Ich bin ein klein wenig verzweifelt – so kommen wir weder weiter noch irgendwann zurück in unsere Betten – hilflos blicke ich mich nach meiner Ambulanzschwester um, doch die hat sich ja schon vor gefühlten Stunden klammheimlich aus dem Staub gemacht und sitzt jetzt garantiert irgendwo gemütlich Kaffee trinkend in der Ecke.

“Was kann ich für sie tun?” Versuche ich es jetzt mal mit einem neuen Ansazt. Wieder fragende Blicke zwischen den Frauen, dann taucht so etwas wie Erleuchtung in Frau Mompsel ebenmässigem Modelgesicht auf.

“Weisch du – ich wollde mol schaue lasse, ob s oi Jung odr oi mädle wird!”

“JUNG ODR MÄDLE…!” schallt es echogleich aus der Dolmetscherin Mund und sogar der kleine Pupser nickt jetzt eifrig mit dem Köpfchen. Da sind die drei Frauen sich jetzt mal tatsächlich einig.

Ich hole ein bisschen Luft.

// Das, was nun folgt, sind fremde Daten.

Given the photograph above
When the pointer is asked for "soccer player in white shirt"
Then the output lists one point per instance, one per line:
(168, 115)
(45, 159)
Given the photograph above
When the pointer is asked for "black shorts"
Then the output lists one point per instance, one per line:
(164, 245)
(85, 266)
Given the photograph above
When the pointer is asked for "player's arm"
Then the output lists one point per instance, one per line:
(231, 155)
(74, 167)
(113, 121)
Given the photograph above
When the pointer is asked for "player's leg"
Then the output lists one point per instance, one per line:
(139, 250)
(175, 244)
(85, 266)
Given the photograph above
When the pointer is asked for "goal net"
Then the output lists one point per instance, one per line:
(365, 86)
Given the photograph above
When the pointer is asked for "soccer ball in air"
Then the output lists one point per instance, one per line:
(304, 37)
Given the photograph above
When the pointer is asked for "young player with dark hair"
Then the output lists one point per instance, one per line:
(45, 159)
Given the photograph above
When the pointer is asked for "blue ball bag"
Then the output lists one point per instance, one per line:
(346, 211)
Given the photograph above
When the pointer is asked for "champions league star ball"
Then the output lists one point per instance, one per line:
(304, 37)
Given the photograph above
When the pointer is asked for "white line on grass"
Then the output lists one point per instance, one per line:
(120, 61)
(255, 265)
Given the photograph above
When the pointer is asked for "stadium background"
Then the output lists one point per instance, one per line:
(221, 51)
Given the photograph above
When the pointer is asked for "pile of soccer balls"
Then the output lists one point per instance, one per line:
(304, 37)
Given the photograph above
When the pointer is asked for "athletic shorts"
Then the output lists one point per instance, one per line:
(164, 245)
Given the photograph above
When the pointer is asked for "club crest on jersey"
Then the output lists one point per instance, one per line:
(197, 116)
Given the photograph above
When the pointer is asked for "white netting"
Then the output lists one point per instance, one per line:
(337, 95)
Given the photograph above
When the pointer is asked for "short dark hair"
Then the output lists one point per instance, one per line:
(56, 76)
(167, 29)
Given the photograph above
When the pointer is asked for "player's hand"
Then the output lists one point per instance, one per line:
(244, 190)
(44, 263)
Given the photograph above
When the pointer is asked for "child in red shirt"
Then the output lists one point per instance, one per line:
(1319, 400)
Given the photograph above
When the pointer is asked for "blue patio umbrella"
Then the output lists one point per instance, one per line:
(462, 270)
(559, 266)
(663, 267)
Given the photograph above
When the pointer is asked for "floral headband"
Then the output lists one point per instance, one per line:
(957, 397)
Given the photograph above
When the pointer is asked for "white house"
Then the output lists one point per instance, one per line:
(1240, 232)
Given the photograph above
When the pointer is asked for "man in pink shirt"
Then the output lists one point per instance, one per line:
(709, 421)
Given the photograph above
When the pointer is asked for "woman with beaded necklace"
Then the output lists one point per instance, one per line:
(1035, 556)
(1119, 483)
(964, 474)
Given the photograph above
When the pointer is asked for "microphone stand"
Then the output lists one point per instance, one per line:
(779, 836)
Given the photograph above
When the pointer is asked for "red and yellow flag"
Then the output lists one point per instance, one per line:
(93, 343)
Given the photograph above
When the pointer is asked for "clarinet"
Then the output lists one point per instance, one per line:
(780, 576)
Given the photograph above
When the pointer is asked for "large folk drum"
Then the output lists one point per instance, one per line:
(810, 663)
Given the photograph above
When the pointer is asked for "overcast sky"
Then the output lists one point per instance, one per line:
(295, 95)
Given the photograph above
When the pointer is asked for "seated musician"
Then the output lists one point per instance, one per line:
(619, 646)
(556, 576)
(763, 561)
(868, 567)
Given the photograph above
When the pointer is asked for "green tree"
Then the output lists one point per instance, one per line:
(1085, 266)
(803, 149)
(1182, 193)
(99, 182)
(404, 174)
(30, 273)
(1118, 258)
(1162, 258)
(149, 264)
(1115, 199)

Nein – ich hole ganz viel Luft. Dann…

“Sie haben also KEINE Schmerzen?…”

*DreifachesKopfgeschüttel*

“…keine Blutung?…”

*Schüttel*

“…die letzte Periode war sicher vor 4 Wochen…”

*WildesNicken*

“…und sie wollen jetzt nur wissen, welches Geschlecht ihr Kind hat?”

“Abr noi – i will wisse, was s wird!”

Gut – das wir darüber geredet haben….

Energisch kritzel ich fünf Dinge auf meinen Notfallschein, stopfe den Durchschlag in einen hübschen Umschlag, den ich sorgfältig zuklebe, schreibe ordentlich leserlich den Namen von Frau Mompsels Gynäkologen drauf und überreiche ihn der überrascht dreinblickenden Frau feierlich.

“Hier bitte – gehen sie damit nächste Woche zum Frauenarzt, der kann dann alles weitere mit ihnen besprechen!

“Abr…!” protestiert das Würtschinia und reisst die babyblauen Augen ganz weit auf “was isch noh mid moim Uldraschall?”

“JA – ULDRA_SCHALL…!” echot es hinterher

“Tut mir leid! Aber der muss heute ausfallen. Und im übrigen – das Pupsen in der Ambulanz ist strengstens verboten!